Thursday, April 09, 2015

DZHOKHAR TSARNAEV DECLARED GUILTY

The savage who, along with his now dead brother, planted bombs that murdered and injured people at Boston's marathon, has been found guilty:
Dzhokhar Tsarnaev was convicted on all charges Wednesday in the Boston Marathon bombing by a jury that will now decide whether the 21-year-old should be executed or shown mercy for what his lawyer says was a crime masterminded by his big brother.

The former college student stood with his hands folded, fidgeted and looked down at the defense table in federal court as he listened to the word “guilty” recited on all 30 counts against him, including conspiracy and deadly use of a weapon of mass destruction. Seventeen of those counts are punishable by death.
And let's hope he goes to the chair or the lethal injection chamber. How interesting that only now, he could only hang his head in shame yet not realize why his barbaric actions were wrong long before he carried them out. How interesting he couldn't even realize why the distasteful religion he stuck with is wrong long before either.
The verdict, reached after a day and a half of deliberations, was practically a foregone conclusion, given his lawyer’s startling admission at the trial’s outset that Tsarnaev carried out the terror attack with his now-dead older brother, Tamerlan.

The defense strategy is to try to save Tsarnaev’s life in the upcoming penalty phase — which could begin as early as Monday — by arguing he fell under Tamerlan’s evil influence.
If his lawyer's trying to get him off the death sentence hook, that too is wrong. Tsarnaev should be sent to pits of hell for his savagery. I'd even recommend putting a bullet in his filthy head, or disintegrating it with a shotgun blast, and not worry about having to clean up a mess afterwards.
“It’s not a happy occasion, but it’s something,” said Karen Brassard, who suffered shrapnel wounds on her legs and attended the trial. “One more step behind us.”

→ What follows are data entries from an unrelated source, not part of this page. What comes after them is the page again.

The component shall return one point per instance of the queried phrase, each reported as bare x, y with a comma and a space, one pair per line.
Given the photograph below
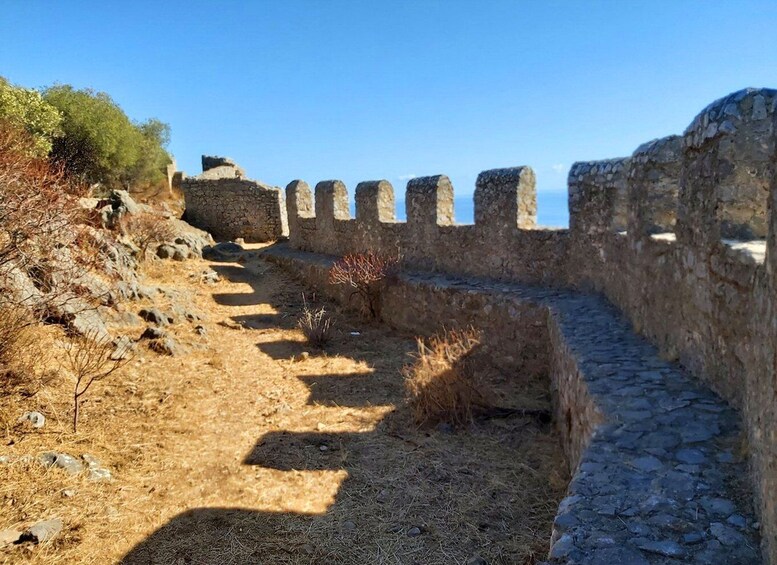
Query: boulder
224, 251
36, 419
155, 316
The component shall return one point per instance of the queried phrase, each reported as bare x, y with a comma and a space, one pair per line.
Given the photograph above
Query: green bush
25, 108
102, 145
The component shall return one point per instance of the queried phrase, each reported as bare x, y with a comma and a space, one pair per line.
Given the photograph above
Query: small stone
445, 428
718, 506
562, 548
647, 464
737, 520
667, 548
691, 456
36, 419
96, 471
153, 333
10, 536
43, 531
692, 538
62, 460
123, 348
725, 535
165, 346
155, 316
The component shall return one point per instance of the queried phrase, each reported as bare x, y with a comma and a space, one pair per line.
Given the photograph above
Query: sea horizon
552, 211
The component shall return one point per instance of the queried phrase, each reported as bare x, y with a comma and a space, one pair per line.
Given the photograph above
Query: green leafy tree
102, 145
25, 108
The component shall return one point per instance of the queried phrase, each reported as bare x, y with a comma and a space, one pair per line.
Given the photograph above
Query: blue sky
364, 89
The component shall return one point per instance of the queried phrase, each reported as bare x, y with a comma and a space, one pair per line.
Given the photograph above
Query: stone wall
656, 474
659, 233
702, 298
502, 243
229, 206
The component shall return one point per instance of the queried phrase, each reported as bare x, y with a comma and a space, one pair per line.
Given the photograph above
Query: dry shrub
365, 273
147, 230
39, 217
316, 324
37, 202
91, 358
18, 344
440, 384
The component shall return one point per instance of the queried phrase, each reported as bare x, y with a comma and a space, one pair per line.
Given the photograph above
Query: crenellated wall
705, 291
681, 236
229, 206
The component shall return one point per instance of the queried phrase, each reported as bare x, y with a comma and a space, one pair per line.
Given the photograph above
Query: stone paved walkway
660, 480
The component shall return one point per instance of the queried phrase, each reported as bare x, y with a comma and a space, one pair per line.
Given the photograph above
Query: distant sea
551, 210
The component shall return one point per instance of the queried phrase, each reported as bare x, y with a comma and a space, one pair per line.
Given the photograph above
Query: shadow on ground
411, 496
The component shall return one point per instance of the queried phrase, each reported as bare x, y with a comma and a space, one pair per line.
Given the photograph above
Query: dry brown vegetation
441, 383
365, 273
147, 230
316, 324
245, 451
91, 358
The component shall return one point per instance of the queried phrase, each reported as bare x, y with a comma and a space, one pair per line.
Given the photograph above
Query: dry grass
441, 383
147, 230
316, 324
217, 455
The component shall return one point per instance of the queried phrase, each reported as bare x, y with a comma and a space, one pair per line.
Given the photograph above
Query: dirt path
247, 450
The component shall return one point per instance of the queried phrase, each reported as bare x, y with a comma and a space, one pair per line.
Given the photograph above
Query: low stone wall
694, 292
233, 208
656, 473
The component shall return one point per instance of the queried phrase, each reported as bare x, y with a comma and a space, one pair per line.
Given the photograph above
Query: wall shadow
397, 474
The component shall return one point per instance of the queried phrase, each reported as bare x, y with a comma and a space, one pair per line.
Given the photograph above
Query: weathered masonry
228, 205
678, 243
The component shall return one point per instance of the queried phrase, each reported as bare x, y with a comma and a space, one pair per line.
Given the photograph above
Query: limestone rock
155, 316
43, 531
70, 464
36, 419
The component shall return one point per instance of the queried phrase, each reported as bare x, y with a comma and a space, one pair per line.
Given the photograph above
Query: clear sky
375, 89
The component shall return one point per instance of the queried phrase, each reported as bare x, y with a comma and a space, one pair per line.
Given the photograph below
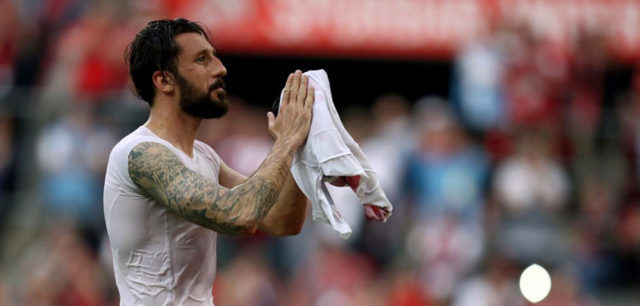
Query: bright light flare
535, 283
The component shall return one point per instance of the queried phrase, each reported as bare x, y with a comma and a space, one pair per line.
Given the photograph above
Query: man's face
199, 78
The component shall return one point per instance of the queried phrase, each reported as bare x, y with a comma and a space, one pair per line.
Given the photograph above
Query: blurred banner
406, 28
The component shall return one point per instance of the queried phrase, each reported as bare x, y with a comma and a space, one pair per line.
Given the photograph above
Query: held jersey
158, 257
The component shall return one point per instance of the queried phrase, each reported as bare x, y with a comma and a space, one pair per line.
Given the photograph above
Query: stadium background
504, 132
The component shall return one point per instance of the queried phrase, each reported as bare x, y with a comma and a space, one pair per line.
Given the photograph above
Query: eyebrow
206, 51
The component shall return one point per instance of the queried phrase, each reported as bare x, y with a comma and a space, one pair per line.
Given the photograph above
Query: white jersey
158, 257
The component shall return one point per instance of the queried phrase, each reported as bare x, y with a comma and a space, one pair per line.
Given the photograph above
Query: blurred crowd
534, 157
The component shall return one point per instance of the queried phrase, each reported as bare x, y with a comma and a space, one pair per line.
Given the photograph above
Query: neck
170, 123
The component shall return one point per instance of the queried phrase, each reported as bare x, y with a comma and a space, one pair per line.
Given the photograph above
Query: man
166, 194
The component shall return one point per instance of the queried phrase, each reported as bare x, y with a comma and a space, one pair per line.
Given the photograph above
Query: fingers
287, 90
302, 91
270, 119
311, 94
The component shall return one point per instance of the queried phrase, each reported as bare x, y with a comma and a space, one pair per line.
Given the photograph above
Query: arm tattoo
163, 177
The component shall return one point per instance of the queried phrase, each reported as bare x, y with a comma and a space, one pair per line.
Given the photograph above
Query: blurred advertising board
407, 28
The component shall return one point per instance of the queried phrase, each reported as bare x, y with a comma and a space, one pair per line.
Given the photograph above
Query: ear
164, 81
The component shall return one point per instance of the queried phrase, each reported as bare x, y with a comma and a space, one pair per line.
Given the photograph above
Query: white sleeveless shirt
158, 257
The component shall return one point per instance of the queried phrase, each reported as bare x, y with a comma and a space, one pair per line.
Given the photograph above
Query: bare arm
287, 216
239, 210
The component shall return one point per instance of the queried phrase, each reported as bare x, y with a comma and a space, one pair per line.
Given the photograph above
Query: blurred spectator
445, 178
477, 85
258, 282
62, 270
72, 153
565, 290
446, 173
495, 286
7, 166
594, 231
388, 143
248, 141
532, 190
534, 75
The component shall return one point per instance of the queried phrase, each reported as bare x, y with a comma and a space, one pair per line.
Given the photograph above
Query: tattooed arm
239, 210
286, 217
236, 211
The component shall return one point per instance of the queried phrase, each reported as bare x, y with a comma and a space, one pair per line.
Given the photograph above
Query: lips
218, 84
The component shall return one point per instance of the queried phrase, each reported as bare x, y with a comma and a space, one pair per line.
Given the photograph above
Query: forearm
288, 214
237, 211
269, 182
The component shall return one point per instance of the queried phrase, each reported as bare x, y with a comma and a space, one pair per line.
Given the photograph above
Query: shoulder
207, 151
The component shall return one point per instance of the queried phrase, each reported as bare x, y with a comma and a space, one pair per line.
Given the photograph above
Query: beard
200, 104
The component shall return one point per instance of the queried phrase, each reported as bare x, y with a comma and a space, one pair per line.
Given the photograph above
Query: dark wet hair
154, 49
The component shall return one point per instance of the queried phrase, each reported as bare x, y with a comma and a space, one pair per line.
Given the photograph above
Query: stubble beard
201, 104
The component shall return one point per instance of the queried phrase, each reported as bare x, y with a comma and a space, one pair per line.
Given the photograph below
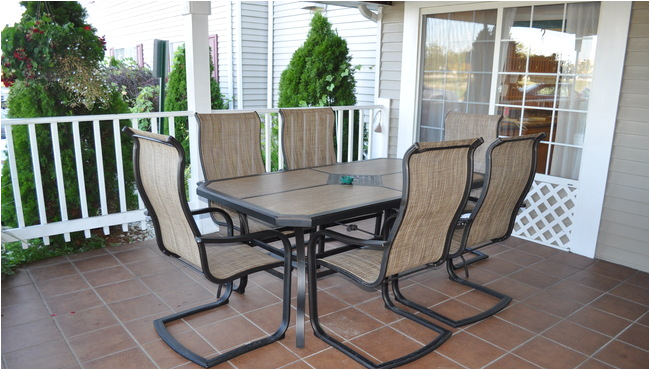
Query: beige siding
391, 66
623, 234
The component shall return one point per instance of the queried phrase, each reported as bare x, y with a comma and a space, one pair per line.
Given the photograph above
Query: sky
11, 12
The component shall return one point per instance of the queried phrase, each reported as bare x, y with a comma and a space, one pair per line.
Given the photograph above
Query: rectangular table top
308, 197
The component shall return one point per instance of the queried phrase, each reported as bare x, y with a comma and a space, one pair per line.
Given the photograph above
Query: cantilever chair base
167, 337
443, 335
478, 256
504, 300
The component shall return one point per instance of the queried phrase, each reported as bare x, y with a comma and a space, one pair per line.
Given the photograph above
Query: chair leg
478, 256
167, 337
444, 334
504, 300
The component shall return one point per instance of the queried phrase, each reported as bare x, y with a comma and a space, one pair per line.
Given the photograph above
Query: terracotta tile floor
95, 310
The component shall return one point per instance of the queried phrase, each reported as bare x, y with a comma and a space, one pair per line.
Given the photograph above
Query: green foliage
129, 78
65, 79
41, 49
176, 98
319, 73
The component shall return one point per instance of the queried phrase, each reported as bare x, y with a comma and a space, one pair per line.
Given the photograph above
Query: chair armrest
220, 211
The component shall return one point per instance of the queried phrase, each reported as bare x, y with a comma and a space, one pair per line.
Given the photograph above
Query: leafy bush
128, 77
319, 73
54, 69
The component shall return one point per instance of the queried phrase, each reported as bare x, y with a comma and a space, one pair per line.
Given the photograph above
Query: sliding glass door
544, 65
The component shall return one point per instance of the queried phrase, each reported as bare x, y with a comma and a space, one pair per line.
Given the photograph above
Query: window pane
458, 58
544, 84
565, 162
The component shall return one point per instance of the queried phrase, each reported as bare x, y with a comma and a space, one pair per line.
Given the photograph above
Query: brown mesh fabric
159, 168
511, 166
437, 182
470, 125
308, 137
230, 146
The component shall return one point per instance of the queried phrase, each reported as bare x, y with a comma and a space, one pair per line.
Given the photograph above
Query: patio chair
308, 137
308, 141
510, 172
468, 125
512, 163
229, 144
159, 164
437, 179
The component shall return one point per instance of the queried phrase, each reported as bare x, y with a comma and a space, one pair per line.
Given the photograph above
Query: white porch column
198, 88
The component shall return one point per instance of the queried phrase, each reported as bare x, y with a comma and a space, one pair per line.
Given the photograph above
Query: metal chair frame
386, 269
466, 229
202, 242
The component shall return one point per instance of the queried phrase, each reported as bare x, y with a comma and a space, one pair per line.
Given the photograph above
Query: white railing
369, 117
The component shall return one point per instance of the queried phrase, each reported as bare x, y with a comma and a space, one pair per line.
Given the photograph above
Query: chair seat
477, 180
362, 263
254, 225
230, 260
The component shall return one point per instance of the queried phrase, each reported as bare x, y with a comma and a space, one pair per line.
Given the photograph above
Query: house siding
623, 233
127, 23
391, 66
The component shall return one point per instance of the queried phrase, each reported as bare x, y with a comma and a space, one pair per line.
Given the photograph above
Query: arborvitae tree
319, 73
52, 62
176, 97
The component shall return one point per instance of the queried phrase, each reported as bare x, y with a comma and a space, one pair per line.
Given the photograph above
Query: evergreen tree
319, 73
52, 62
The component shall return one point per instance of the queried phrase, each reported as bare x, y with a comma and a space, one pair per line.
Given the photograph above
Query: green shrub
320, 74
54, 69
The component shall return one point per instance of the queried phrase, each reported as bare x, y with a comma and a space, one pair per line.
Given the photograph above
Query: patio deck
95, 310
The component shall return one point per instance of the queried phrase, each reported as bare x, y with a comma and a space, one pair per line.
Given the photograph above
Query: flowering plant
38, 49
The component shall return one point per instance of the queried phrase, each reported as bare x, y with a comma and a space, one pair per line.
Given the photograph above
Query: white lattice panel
548, 216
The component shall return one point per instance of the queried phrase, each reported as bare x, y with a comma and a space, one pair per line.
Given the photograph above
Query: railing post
380, 129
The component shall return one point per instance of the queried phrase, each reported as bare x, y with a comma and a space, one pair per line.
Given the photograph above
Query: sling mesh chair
308, 141
229, 143
512, 163
308, 137
511, 166
468, 125
437, 179
159, 164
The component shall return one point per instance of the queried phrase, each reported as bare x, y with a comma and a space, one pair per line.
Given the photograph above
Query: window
543, 77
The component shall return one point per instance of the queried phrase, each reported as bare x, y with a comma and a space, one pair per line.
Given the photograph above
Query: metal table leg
300, 307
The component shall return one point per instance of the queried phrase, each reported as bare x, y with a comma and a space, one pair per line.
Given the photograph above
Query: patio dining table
306, 198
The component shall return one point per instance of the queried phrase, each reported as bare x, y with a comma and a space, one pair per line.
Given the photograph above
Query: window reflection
546, 66
458, 57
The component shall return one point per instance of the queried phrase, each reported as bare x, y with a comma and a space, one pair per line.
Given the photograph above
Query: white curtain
582, 24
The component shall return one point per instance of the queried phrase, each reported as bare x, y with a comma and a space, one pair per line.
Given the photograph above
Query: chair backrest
437, 178
308, 137
229, 143
159, 165
510, 173
460, 126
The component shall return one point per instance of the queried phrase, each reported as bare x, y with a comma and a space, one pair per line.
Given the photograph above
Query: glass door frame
610, 56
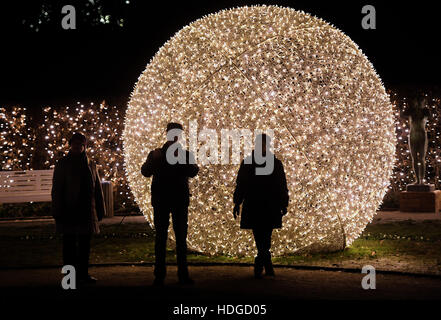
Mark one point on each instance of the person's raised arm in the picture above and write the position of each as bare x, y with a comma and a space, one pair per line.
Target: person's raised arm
99, 198
150, 166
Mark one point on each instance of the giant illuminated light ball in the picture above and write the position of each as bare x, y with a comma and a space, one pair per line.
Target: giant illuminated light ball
276, 68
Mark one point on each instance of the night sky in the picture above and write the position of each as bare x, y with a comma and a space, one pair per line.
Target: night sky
103, 60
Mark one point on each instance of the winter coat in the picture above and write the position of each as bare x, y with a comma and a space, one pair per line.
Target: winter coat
77, 196
263, 196
170, 181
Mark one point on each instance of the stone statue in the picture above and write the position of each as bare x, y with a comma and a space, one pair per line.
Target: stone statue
418, 113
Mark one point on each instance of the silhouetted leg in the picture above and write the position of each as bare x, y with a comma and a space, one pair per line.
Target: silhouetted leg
161, 221
180, 227
266, 253
258, 260
70, 250
83, 254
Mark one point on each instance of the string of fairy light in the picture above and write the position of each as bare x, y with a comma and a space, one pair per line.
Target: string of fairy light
17, 130
16, 137
268, 67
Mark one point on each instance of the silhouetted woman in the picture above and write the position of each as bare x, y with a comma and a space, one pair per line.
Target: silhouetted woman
264, 195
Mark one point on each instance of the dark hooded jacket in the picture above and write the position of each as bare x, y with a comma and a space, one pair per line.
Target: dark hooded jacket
263, 196
77, 196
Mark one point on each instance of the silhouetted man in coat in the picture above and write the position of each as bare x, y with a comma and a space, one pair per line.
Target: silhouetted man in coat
171, 166
77, 205
264, 195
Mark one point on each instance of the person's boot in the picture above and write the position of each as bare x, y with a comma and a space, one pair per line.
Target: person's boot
269, 269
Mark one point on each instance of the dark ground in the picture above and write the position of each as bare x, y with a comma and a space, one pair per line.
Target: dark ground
122, 285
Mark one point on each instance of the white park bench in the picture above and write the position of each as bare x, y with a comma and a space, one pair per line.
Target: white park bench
25, 186
36, 186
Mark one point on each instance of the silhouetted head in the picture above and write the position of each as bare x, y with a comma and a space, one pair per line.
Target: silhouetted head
262, 141
77, 143
175, 130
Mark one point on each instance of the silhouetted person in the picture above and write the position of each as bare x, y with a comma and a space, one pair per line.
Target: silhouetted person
170, 193
418, 113
77, 205
265, 200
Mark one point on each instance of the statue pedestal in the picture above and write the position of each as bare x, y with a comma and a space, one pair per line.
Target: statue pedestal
420, 201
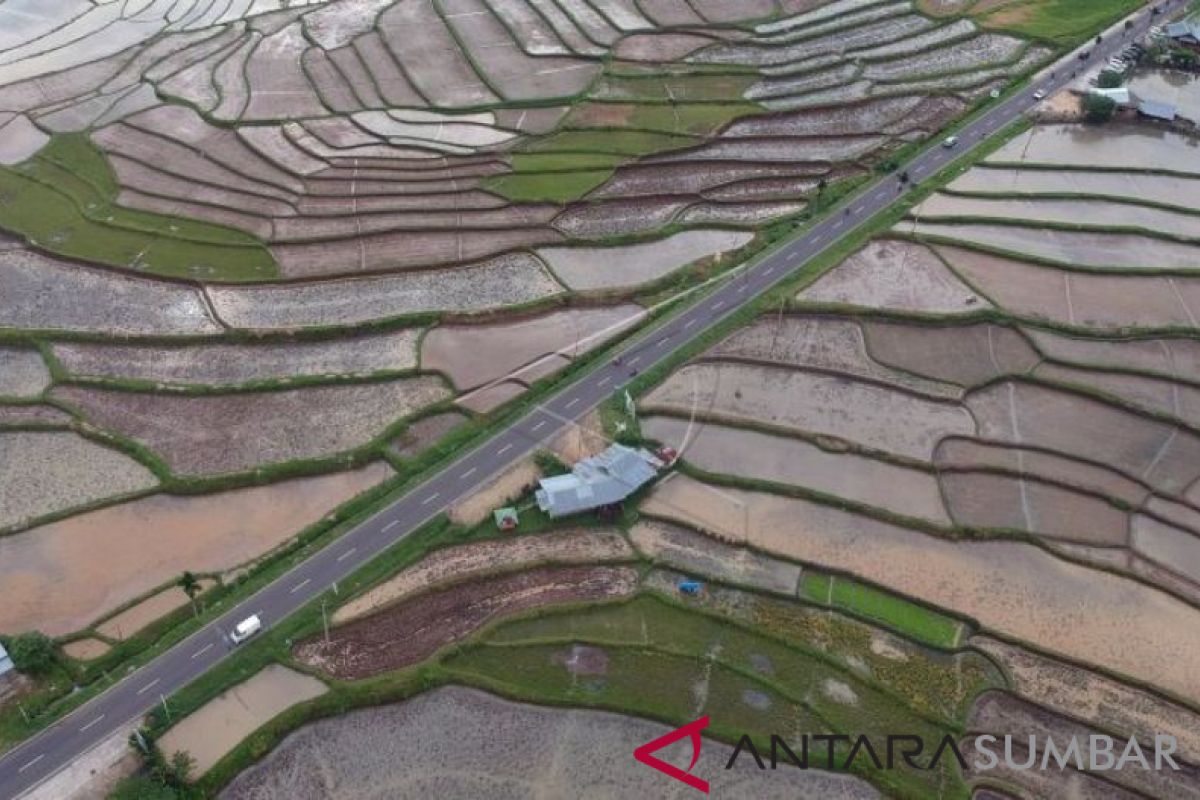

She said Tsarnaev appeared “arrogant” and uninterested during the trial, and she wasn’t surprised when she saw no remorse on his face as the verdicts were read. She refused to say whether she believes he deserves the death penalty, but she rejected the defense argument that he was simply following his brother’s lead.

“He was in college. He was a grown man who knew what the consequences would be,” Brassard said. “I believe he was ‘all in’ with the brother.”
See, that's just it. He knew what he did was wrong, but went ahead with his barbarism anyway. He shared the same twisted evil standings as his brother, and it's not a matter of one influencing the other, because both had one and the same sadistic viewpoint. He should be sent to death, and the body cremated without a tomb or an urn to store it in.